Let's put it to you this way, Jimbo, if I had a spare $2.3 billion to invest or could put together an investment group, I would be willing buy out AVXL at $28 in a heart beat. You could run hard with that bird in hand and I would heartily wish you all the best with your going forward reinvestment strategy.
Power, you are absolutely correct. Cerevel (CERE) is a pre revenue company in the neurosciences sector. If you look at their pipeline, it is no more advanced than Anavex' (in fact less so), is not currently targeting any indication as large as (full) Alzheimer's, and has not commenced a drug application process as has AVXL with the EMA. Nonetheless, AbbVie is paying $8.7 billion for the company. At that price tag AVXL would be over $100 per share.

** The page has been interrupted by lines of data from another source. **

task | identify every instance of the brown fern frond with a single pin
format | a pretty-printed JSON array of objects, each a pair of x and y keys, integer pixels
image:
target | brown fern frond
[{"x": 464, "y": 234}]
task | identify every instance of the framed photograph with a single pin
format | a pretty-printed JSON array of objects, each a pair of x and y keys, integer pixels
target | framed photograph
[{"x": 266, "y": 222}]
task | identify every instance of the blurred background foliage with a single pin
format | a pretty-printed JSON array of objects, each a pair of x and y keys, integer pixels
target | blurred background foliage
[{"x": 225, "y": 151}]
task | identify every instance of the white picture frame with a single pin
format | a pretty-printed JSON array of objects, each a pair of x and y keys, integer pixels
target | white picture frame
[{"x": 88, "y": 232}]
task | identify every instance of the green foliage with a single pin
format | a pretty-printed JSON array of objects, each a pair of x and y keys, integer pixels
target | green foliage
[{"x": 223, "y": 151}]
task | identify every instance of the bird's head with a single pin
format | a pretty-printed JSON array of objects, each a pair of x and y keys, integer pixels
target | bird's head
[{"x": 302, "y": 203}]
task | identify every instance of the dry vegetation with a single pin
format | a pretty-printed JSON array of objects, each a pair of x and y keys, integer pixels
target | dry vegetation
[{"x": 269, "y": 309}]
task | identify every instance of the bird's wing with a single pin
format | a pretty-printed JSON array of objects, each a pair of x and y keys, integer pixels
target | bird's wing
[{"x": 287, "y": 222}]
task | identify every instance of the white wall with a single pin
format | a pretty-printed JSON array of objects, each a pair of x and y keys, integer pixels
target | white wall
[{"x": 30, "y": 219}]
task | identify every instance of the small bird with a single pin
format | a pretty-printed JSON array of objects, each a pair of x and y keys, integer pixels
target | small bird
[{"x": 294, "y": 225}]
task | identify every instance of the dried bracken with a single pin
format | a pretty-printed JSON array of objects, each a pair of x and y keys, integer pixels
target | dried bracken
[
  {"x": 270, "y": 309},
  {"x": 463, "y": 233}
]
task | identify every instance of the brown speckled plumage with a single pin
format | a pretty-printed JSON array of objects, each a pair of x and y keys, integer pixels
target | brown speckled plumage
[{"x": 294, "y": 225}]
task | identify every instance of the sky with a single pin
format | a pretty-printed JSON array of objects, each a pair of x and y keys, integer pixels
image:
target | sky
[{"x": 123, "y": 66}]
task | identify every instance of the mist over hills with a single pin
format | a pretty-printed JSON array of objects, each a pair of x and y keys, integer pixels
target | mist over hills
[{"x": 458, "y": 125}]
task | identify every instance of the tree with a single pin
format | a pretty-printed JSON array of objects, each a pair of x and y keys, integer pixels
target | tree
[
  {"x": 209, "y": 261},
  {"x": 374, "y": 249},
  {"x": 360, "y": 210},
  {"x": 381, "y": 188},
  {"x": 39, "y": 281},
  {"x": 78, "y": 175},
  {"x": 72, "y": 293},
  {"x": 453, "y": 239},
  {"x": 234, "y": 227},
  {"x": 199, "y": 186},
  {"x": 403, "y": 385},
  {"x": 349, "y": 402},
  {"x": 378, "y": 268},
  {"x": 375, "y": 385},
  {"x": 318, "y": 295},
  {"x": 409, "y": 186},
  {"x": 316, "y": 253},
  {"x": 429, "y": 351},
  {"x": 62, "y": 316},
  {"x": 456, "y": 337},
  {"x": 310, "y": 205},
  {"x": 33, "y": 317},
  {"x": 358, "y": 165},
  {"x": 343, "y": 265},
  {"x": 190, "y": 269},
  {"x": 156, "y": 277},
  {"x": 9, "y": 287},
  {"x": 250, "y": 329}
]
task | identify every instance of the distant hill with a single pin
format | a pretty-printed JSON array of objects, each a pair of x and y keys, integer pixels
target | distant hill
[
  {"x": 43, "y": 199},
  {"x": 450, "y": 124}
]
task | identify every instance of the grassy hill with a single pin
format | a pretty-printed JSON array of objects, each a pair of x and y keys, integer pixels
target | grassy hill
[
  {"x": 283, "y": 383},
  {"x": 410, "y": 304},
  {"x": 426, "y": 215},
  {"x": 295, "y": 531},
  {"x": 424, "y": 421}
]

Cerevel has been humped and pumped by Goldman and Morgan Stanley. Anavex, while having taken a less dilutive path to financing, labors in relative obscurity without significant Street coverage. I firmly believe that this valuation issue will be redressed in the coming months, as the review of the AD 2b/3 trial is published, the TLD from the EXCELLENCE (Rett) trial is released, and the Phase 3 Parkinson's trial commences.
No, we know the answer right now. The statistics tell us that the EMA would not have given them the green light to proceed if they didn't believe the odds of approval weren't very considerably more than 25% out of the current trials.
It seems to me that the EMA disagrees with your 25% "generous" chance of A2-73 being approved out of the current trials.
Falconer, putting aside the contemplation of that juicy dividend for a moment, what might be the first indication that A3-71 (or blarcamesine) may markedly and safely slow normal aging processes in neurons and other cells or tissues? Would you not think that Missling, being a very clever fellow (IMO), would undertake a pre-clinical trial on murines, which would not take very long if started half way (or even a third of the way) through the rodents' lives. In fact, I believe it wouldn't be unreasonable to think that he may have started such a trial already...
Quarterly report is not late. This is Fiscal Year End (FYE).
I agree, boi, that the perceived quality of the journal will influence the market impact of the article. I also tend to agree with toemind that the adjective "major" should be linked with the following noun, "publication," rather than the data in the PR. The impact will be amplified or muted by the follow on reception it gets in the biotech trade press. The potentially most impactful factor, however, will be whether the story gets any ink in the mainstream media, specifically the WSJ and/or the NYT.
Anavex being a pre-revenue player in the industry notwithstanding, a drug that shows more efficacy (over a shorter period of time) than the aspiring new SOC, LEQEMBI, and does so without serious side effects and with convenient administration in pill form could attract a good bit of attention. Combine that with a significant reduction in amyloid beta levels (as well as tau and inflammation) and a significant reduction in pathological brain atrophy, as well as improved sleep and reduced blood pressure in hypertensive patients, and I am pretty sure you have a story that would interest the wider press.
Thanks, Crescent. It was end of day, so they might well put out something Monday AM relating to the oral presentation. As to CUNY, I agree that they would much prefer to sweep this whole matter under the rug. They want to spare further embarrassment and avoid, if possible, a legal hornet's nest by trying not to say anything definitive in the near term.
Crescent, I haven't seen any PR out of SAVA or news stories related to this afternoon's presentation (but perhaps that is all premature and we will see it on Monday). Have you gotten any feedback from attendees or others on what kind of data was revealed?
Any you think that the rate of brain volume loss might not be considered a safety issue, and that the Data Safety Monitoring Board would not bother looking at it, or that if it were positive relative to placebo, it would just be ignored? Possible, I suppose, but it strikes me as odd.